In this example, by paying R500 extra a month, you will save R162 262 on interest.

2. Negotiate a better interest rate on your bond

One of the fundamental factors determining the favourability of a home loan is the interest rate that it is tied to. But the good news is that the interest rate needn’t be fixed for the full loan period.

“The goal is always to get the lowest interest rate possible, and often the best way to do this is to shop around. If you already have a bond there is no rule that prohibits you from moving that bond to an institution that can offer you a better interest rate. But you may incur costs for cancelling your existing bond, so be sure to take that into consideration as a possible expense,” Bester advises.

Cutting down on interest is how you save the most money over time. “Even a 1% difference in the interest rate can save you thousands over the long term,” she adds.

There is some paperwork involved in moving your bond (subject to approval) to an institution that can offer you a better interest rate, but it may be worth the effort when you consider the savings.

3. Prioritise property maintenance

Property maintenance has a direct impact on property value and growth. “A well-maintained property always fetches a higher price in the market because of its appealing presence,” Bester says.

Maintenance doesn’t necessarily mean reconstruction or engineering, but is rather about keeping your hand on the little things - fixing things when they break, replacing fittings that are old or outdated, painting the interior and exterior every couple of years, looking after the garden and making sure the plumbing and electrics are in safe working order.

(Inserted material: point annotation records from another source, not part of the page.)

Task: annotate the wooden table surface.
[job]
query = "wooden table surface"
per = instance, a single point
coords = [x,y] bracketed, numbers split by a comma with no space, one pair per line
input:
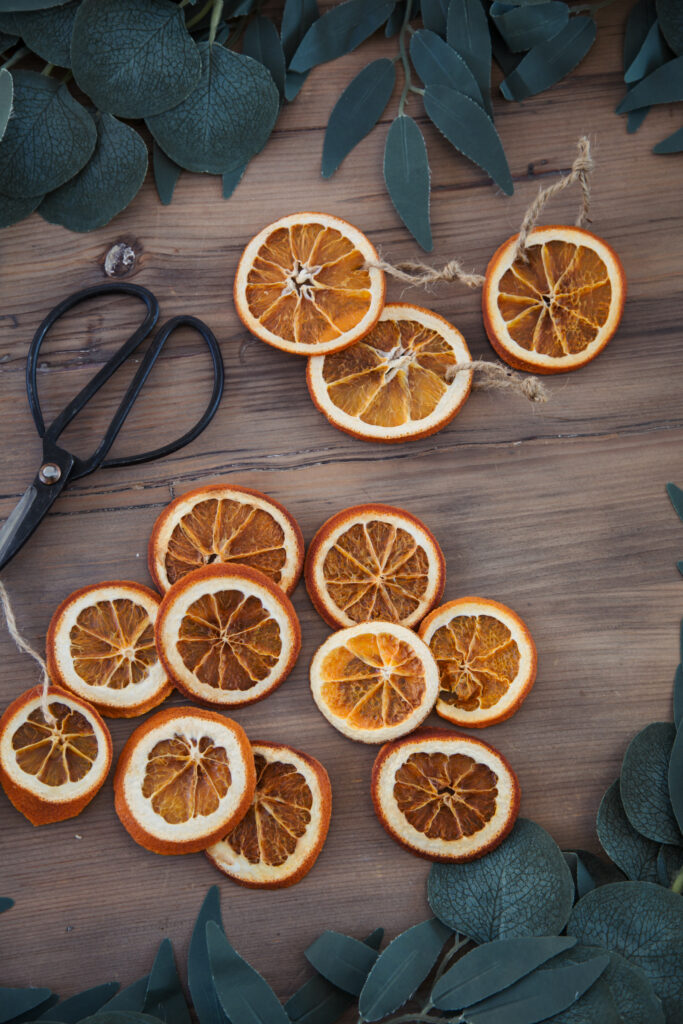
[557,510]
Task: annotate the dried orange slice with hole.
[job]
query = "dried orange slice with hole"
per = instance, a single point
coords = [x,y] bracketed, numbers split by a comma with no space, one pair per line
[50,770]
[226,635]
[184,778]
[374,561]
[444,797]
[375,681]
[396,383]
[283,833]
[558,309]
[100,645]
[302,284]
[486,660]
[225,523]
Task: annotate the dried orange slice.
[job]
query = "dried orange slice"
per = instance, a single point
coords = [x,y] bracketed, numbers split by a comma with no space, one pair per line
[184,778]
[397,383]
[225,523]
[226,635]
[50,770]
[557,309]
[486,660]
[374,561]
[100,645]
[282,834]
[375,681]
[302,284]
[444,797]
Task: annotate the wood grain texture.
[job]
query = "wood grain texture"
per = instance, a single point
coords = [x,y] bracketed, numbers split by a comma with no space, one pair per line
[558,510]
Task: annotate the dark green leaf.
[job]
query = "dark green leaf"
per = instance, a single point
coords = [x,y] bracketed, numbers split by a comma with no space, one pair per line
[225,120]
[244,994]
[133,57]
[107,184]
[644,784]
[470,130]
[400,969]
[356,112]
[407,176]
[548,62]
[643,923]
[341,29]
[48,139]
[493,967]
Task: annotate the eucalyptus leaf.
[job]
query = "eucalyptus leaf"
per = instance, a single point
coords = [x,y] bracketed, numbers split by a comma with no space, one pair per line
[356,112]
[400,969]
[107,184]
[225,120]
[644,785]
[133,57]
[547,62]
[470,130]
[407,176]
[48,139]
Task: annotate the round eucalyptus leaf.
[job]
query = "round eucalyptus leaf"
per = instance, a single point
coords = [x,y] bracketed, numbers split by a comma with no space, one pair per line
[49,137]
[133,57]
[225,120]
[107,184]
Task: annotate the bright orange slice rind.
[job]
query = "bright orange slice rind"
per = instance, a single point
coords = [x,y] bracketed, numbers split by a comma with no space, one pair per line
[184,778]
[374,561]
[223,523]
[226,635]
[486,660]
[397,383]
[100,646]
[302,284]
[557,309]
[50,770]
[374,681]
[283,833]
[444,797]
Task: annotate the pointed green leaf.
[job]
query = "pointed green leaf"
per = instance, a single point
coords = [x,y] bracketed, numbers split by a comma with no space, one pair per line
[356,112]
[407,176]
[470,130]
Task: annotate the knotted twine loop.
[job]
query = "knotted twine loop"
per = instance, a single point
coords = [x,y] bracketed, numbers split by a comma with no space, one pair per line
[25,646]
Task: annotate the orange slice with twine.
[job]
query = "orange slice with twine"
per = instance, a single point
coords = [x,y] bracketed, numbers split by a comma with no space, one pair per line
[444,797]
[283,833]
[374,561]
[100,645]
[375,681]
[302,284]
[226,635]
[557,309]
[50,770]
[225,523]
[486,660]
[184,778]
[396,383]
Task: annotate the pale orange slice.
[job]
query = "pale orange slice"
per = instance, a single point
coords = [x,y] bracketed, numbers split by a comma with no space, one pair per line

“Property maintenance becomes easier, and more ‘natural’, when you adopt a ‘house-proud’ mindset. Tell yourself that the little things become the deciding factors on value later on,” Bester suggests.

Doing some improvements regularly, and not allowing a small niggle to become a maintenance nightmare, is possibly the smartest, most cost-effective way to go about it.

4. Ask a trusted property advisor for an evaluation

Make a point of getting your property evaluated regularly. “Property evaluations will be done free of charge by a trusted property advisor in your area and it takes no more than an hour of your time,” Bester explains.

The evaluation will give you a market-related value for your property, comparable to other properties in the area. It also gives the property owner a useful indication of what can be improved to increase the value.

“Moreover, a property evaluation is an interesting way to see how your investment has performed,” says Bester.

5. Say hello to your neighbours

Everybody wants to live in a friendly neighbourhood, and friendliness starts by being friendly. If you don’t know your immediate neighbours, make it your mission to go around and introduce yourself. And stop for a chat when you see them outside.

“Properties in neighbourhoods where the people are friendly and care for each other are very desirable. Good neighbours make strong communities, and communities help make us resilient and feel part of something bigger than ourselves,” says Bester.

Start by waving and chatting, but there’s no reason to not take it further and organise a street braai.